Aku menolak. Tapi Anya tak bisa dicegah. Akhirnya, dengan kenalan lama, aku mencarikan akses tur malam ke ruang bawah tanah Lawang Sewu.
Kami ditemani pemandu khusus: Pak Wiryo, mantan penjaga bangunan yang kini lebih banyak diam daripada bicara.
Sebelum turun ke ruang bawah tanah, Pak Wiryo menghentikan langkah kami. Wajahnya gelap, matanya sayu menatap langit-langit bangunan tua itu.
“Nak… kalau kalian nanti lihat pintu besi warna hijau di lorong paling ujung, jangan sekali-kali kalian dekati.
Jangan disentuh. Jangan difoto. Jangan dibuka. Pintu itu bukan milik manusia.”
Anya tertawa pelan. “Itu pasti cuma buat nambah suasana horor ya, Pak?”
Pak Wiryo menatapnya dalam. “Saya sudah kehilangan dua orang di sana. Dan tidak ada yang percaya.
Mereka pikir saya gila. Tapi yang pernah dengar pintu itu… mereka tak akan pernah bisa tidur tenang lagi.”
Turun ke Perut Gelap
Ruang bawah tanah itu seperti liang kubur.
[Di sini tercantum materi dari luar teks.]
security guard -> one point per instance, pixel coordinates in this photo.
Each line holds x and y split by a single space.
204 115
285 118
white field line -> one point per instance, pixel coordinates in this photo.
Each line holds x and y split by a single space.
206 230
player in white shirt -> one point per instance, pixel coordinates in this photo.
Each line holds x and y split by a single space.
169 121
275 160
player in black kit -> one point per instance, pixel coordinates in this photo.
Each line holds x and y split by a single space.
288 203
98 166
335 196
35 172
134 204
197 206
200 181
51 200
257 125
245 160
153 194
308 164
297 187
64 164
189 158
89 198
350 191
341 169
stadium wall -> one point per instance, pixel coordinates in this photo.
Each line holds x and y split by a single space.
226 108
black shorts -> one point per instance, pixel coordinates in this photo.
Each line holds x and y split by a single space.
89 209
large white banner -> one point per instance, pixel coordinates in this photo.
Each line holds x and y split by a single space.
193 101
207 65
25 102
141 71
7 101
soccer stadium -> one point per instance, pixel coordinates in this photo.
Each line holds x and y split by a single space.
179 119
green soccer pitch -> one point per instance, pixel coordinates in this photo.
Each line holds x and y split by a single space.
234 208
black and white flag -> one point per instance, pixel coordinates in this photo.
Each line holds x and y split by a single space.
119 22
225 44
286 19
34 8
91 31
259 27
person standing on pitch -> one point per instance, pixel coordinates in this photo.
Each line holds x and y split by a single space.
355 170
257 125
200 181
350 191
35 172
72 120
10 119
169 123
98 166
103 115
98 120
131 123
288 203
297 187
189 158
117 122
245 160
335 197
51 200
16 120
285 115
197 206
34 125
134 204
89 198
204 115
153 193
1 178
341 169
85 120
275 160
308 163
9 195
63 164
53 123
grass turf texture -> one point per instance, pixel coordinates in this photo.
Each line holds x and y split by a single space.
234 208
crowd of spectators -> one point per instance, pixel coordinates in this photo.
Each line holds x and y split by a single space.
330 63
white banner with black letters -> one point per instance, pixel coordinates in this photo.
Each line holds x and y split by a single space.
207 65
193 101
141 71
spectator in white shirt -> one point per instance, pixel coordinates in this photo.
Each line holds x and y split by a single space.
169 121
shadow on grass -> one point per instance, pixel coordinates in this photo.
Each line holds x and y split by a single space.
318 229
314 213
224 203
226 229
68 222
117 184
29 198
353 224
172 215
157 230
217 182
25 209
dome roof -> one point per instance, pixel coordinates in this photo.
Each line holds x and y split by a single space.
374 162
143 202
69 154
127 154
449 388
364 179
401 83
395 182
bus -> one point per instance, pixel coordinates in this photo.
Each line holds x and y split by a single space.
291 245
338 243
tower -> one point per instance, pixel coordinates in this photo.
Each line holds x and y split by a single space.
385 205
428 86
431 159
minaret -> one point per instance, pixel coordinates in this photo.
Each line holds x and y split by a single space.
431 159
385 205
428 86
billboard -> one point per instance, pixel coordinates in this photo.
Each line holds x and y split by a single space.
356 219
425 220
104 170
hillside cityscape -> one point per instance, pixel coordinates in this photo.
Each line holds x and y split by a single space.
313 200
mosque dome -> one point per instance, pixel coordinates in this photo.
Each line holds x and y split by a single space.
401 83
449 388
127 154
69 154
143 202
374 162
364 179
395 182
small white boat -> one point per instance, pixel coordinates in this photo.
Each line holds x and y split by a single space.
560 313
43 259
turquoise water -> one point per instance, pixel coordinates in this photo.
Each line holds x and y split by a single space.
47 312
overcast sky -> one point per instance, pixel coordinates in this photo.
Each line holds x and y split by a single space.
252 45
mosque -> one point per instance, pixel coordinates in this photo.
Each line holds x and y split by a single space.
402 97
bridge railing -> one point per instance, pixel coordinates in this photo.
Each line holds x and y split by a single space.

Lantai basah, dinding lembap, dan bau jamur yang menusuk hidung.
Langkah kami bergema pelan, diiringi bunyi tetes air dari langit-langit dan desir angin entah dari mana datangnya.
Saat kami sampai di lorong terakhir, aku langsung tahu mana pintu yang dimaksud. Ia berdiri mencolok besi tua kehijauan, dengan bercak karat seperti luka. Tidak ada pegangan.
Hanya celah kecil di bagian bawah, seperti pernah digunakan… atau dilewati.
Anya melangkah pelan. Ia menyalakan ponselnya, mengaktifkan kamera, lalu berkata:
“Kalau memang ada yang tinggal di balik pintu ini, ayo tunjukkan dirimu…”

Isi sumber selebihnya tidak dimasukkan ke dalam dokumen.